SBY juga menyoal perubahan ini dilakukan melalui mekanisme judicial review (JR). Menurutnya, pengubahan sistem Pemilu sah-sah saja dilakukan, asalkan melalui musyawarah. Dengan begitu, rakyat dilibatkan di dalam prosesnya.

“Mengubah sebuah sistem tentu amat dimungkinkan. Namun, di masa “tenang”, bagus jika dilakukan perembugan bersama, ketimbang mengambil jalan pintas melakukan judical review ke MK,” kata dia.

PDIP: SBY lupa
Merespons pernyataan SBY, Sekretaris Jenderal PDIP Hasto Kristiyanto menyindir SBY seolah-olah lupa bahwa sistem pemilu diubah pada masa kepemimpinannya.

Hasto mengungkit perubahan pada 2008 itu dilakukan melalui JR oleh beberapa kader Demokrat dan bukan musyawarah.

“Pak SBY kan tidak memahami ‘Jas Merah’. Pak SBY lupa bahwa pada bulan Desember tahun 2008, dalam masa pemerintahan beliau, justru beberapa kader Demokrat yang melakukan perubahan sistem proporsional tertutup menjadi terbuka melalui mekanisme judicial review,” kata Hasto kepada wartawan di Kabupaten Lebak, Banten, Minggu (19/2/23).

Hasto menuding Demokrat kala itu memang sengaja mengubahnya demi mendongkrak perolehan suara partai.

Hasto menyebut Demokrat juga mengganti sistem Pemilu sesaat sebelum hari pencoblosan, di mana seharusnya tidak lagi ada perubahan.

“Itu hanya beberapa bulan, sekitar 4 bulan menjelang pemilu yang seharusnya tidak boleh ada perubahan, ternyata itu kan ditempatkan sebagai bagian dari suatu strategi kemenangan jangka pendek, sehingga dengan melakukan segala cara akhirnya Partai Demokrat mengalami kenaikan 300 persen,” kata Hasto.

Demokrat bantah Hasto
Deputi Bappilu DPP Partai Demokrat Kamhar Lakumani membantah pernyataan Hasto dan menyebutnya telah membuat pernyataan yang menyesatkan.

“Tuduhan Bung Hasto bahwa karena perubahan sistem pemilu tersebut Partai Demokrat memperoleh kenaikan hampir 300 persen. Pernyataan itu tak hanya keliru namun juga menyesatkan,” tegas Kamhar dalam keterangannya, Minggu (19/2/23).

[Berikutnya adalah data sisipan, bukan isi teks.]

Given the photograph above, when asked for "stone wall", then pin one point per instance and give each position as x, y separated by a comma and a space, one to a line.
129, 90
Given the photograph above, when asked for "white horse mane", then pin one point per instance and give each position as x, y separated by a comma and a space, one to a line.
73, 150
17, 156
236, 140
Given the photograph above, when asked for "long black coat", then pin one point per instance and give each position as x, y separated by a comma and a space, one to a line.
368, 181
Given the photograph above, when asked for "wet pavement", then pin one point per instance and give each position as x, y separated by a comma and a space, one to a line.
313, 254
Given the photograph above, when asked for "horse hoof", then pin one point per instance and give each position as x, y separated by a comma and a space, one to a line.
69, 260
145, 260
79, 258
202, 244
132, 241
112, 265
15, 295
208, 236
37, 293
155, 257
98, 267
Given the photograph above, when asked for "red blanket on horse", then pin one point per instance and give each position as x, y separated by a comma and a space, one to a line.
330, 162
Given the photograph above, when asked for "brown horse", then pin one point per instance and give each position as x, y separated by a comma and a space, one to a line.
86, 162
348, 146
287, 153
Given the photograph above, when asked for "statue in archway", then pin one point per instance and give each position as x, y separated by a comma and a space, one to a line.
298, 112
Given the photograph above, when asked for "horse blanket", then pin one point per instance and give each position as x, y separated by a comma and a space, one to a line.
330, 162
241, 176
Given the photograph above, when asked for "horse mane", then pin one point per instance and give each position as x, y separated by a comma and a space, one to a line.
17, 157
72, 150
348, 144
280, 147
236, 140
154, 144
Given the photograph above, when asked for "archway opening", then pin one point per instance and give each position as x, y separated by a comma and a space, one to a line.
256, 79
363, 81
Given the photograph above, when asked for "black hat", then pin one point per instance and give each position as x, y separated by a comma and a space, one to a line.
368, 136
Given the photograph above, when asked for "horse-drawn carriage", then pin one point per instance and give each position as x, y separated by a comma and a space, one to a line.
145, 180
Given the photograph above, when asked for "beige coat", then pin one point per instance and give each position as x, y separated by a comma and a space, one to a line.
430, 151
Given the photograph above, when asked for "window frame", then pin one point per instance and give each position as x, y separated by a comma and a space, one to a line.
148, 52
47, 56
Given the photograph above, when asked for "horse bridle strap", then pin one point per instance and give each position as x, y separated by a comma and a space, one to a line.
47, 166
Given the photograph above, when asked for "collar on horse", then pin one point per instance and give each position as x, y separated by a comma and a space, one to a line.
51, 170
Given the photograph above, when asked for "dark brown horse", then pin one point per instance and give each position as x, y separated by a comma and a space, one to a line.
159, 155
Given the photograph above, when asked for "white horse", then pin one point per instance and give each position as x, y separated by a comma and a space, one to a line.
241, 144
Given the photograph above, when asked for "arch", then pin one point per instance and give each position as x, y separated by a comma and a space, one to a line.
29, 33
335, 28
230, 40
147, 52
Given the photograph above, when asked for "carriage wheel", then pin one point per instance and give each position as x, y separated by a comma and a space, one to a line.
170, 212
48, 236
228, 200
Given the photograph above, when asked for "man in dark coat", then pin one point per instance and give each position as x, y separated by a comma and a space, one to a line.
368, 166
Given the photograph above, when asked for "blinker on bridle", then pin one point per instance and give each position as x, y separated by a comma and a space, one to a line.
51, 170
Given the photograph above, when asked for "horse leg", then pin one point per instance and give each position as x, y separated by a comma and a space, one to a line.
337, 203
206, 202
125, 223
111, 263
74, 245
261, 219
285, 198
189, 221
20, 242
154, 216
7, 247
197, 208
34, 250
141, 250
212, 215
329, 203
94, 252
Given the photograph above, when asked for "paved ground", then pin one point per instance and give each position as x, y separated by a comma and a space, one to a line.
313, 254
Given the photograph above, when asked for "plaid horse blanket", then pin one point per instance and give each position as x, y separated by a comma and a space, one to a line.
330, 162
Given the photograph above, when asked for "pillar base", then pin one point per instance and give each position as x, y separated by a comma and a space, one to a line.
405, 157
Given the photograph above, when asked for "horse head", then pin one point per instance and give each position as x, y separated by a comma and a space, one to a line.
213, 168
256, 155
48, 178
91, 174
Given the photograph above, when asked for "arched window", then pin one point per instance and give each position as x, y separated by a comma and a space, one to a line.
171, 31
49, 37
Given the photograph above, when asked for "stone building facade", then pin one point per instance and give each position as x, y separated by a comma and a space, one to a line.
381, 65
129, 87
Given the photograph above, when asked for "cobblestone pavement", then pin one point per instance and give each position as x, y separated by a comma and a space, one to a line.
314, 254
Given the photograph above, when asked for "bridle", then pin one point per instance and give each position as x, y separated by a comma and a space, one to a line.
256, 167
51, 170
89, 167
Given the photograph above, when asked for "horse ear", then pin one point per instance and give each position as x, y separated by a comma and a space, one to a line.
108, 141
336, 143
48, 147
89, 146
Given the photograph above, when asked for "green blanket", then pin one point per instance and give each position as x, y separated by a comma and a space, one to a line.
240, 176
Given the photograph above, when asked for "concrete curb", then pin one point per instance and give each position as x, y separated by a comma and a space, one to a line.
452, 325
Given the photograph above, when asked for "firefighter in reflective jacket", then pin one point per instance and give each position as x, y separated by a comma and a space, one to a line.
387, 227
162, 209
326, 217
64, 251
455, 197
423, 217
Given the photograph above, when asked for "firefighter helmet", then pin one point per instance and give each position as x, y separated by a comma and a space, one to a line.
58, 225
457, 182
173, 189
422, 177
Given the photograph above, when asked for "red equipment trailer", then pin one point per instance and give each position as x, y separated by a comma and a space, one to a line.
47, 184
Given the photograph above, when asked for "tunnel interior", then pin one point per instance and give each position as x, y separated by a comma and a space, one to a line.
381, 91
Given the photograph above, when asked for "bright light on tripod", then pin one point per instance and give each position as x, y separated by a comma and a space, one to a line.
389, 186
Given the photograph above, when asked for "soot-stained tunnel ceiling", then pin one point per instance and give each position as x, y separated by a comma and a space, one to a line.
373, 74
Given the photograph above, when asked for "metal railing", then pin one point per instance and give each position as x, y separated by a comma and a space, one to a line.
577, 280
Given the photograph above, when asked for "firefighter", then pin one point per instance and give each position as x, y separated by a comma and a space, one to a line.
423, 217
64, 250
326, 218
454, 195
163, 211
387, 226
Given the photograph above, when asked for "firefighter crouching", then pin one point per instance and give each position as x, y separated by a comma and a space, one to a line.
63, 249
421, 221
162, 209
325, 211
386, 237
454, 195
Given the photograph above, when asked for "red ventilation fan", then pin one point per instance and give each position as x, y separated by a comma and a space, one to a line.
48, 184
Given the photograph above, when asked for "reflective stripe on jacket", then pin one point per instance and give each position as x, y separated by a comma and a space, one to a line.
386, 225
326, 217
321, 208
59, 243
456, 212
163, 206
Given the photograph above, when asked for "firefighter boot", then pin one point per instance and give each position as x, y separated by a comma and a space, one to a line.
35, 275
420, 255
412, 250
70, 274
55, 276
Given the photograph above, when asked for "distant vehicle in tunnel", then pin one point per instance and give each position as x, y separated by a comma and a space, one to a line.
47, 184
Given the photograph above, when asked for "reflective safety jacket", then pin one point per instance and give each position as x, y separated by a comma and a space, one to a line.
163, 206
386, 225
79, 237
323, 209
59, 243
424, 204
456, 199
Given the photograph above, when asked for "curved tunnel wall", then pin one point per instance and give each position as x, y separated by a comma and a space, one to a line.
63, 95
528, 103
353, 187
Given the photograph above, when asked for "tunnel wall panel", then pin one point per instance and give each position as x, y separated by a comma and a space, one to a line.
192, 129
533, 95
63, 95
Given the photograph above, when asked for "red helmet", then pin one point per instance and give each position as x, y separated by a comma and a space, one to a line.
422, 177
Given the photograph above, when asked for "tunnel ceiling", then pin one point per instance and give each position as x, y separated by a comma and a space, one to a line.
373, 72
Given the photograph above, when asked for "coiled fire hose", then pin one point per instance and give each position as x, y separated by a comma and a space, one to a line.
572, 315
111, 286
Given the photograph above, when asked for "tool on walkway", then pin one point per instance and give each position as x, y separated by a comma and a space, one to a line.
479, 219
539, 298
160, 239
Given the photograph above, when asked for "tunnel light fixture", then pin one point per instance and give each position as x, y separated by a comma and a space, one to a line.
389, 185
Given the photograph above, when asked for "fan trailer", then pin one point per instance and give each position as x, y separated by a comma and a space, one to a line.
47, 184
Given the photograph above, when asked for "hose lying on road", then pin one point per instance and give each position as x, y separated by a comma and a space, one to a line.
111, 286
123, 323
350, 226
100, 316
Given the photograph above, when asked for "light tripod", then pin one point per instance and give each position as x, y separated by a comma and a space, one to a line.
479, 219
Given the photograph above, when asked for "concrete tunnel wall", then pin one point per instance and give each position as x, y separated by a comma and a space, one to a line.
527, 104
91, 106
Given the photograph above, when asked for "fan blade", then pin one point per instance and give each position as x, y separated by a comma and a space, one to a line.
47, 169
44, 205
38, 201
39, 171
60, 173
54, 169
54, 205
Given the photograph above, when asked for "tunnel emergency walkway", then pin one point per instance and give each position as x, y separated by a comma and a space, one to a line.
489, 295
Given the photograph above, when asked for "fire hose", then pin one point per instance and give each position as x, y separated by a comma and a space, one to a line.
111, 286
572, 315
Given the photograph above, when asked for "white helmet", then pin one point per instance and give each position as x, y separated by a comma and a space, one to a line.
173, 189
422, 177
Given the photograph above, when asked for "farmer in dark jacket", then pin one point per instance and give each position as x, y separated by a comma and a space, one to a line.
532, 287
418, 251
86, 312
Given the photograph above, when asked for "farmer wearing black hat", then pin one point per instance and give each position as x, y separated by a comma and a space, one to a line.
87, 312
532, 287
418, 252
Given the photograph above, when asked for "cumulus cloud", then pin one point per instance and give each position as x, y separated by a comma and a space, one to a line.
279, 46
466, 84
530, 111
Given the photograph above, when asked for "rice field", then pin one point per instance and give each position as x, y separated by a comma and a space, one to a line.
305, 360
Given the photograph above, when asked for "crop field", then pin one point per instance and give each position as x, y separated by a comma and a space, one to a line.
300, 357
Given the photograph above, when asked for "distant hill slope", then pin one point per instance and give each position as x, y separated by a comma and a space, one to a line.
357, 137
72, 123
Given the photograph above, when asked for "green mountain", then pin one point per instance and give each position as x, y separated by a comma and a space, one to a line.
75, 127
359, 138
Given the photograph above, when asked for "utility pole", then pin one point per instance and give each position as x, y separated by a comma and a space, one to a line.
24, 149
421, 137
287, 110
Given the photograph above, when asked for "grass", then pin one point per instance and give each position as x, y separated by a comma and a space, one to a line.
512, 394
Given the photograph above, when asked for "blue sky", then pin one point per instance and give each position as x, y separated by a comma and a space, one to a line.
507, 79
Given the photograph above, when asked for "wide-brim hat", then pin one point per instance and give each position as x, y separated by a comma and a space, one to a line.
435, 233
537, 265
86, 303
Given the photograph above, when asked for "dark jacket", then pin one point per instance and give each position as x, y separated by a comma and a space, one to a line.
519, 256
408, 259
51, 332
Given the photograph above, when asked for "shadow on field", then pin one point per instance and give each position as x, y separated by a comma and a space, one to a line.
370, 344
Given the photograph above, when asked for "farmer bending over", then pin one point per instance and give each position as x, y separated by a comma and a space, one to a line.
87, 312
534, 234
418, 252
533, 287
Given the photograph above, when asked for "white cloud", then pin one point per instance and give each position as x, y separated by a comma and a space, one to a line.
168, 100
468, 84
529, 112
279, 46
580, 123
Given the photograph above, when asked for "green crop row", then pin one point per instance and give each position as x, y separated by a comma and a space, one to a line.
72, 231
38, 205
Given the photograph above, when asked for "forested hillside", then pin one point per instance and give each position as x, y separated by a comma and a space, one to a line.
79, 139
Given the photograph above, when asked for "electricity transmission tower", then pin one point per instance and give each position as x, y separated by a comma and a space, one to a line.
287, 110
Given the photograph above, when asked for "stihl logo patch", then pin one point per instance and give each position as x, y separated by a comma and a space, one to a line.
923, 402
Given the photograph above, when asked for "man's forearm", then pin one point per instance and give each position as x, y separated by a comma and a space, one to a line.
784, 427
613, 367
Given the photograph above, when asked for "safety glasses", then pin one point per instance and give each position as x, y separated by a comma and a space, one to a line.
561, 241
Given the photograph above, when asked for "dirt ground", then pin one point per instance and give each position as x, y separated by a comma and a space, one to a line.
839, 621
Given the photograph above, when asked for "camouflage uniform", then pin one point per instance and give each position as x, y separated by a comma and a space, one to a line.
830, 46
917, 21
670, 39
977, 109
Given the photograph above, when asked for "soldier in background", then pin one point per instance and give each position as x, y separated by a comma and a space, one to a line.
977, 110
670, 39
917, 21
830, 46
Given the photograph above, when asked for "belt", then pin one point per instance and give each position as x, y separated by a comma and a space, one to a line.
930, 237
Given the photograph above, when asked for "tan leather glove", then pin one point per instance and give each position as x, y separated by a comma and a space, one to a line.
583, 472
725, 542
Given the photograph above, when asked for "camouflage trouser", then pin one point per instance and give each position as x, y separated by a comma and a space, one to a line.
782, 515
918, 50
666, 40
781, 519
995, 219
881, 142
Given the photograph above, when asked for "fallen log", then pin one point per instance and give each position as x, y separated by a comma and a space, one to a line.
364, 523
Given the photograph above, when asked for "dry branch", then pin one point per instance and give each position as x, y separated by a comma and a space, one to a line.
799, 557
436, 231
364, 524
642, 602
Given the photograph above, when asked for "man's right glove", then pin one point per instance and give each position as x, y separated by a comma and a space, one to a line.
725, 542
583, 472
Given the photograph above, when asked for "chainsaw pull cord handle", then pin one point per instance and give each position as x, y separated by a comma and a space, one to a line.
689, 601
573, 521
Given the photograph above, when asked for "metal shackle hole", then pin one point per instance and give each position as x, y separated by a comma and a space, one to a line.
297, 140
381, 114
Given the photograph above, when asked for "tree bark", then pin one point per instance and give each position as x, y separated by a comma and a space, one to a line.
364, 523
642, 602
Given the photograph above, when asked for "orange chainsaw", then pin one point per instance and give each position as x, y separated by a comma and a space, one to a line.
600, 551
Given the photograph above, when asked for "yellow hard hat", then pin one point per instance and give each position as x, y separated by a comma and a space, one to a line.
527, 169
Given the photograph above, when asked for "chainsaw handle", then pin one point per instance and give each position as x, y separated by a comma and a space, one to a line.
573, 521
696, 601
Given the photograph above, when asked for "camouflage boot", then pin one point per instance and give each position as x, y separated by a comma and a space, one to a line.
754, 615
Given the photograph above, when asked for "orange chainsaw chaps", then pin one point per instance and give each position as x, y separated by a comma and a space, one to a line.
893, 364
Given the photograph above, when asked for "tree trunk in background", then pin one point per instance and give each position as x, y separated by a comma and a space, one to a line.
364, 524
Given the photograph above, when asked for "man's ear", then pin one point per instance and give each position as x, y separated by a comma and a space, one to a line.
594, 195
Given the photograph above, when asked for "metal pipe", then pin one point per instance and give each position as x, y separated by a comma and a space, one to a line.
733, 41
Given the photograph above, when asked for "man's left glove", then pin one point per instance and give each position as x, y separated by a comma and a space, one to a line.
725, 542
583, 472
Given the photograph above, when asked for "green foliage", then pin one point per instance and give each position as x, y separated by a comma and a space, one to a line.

Kamhar mengklaim kenaikan suara itu lantaran rakyat yang masih menghendaki SBY memimpin untuk periode kedua.

Ia pun menjelaskan, Demokrat menghendaki proporsional terbuka lantaran menurutnya itu adalah sistem yang paling demokratis. Pasalnya, rakyat secara penuh dapat menentukan para wakilnya di parlemen.

Baca juga:PDIP Kecam Pernyataan SBY Soal Tuduhan Kecurangan Pemilu 2024

Kamhar menyindir Hasto kurang paham akan demokrasi. Ia meminta Hasto untuk mempelajari lebih dalam soal itu.

Ia pun menyindir partai politik hanyalah instrumen untuk melayani kedaulatan rakyat dan bukan sebaliknya.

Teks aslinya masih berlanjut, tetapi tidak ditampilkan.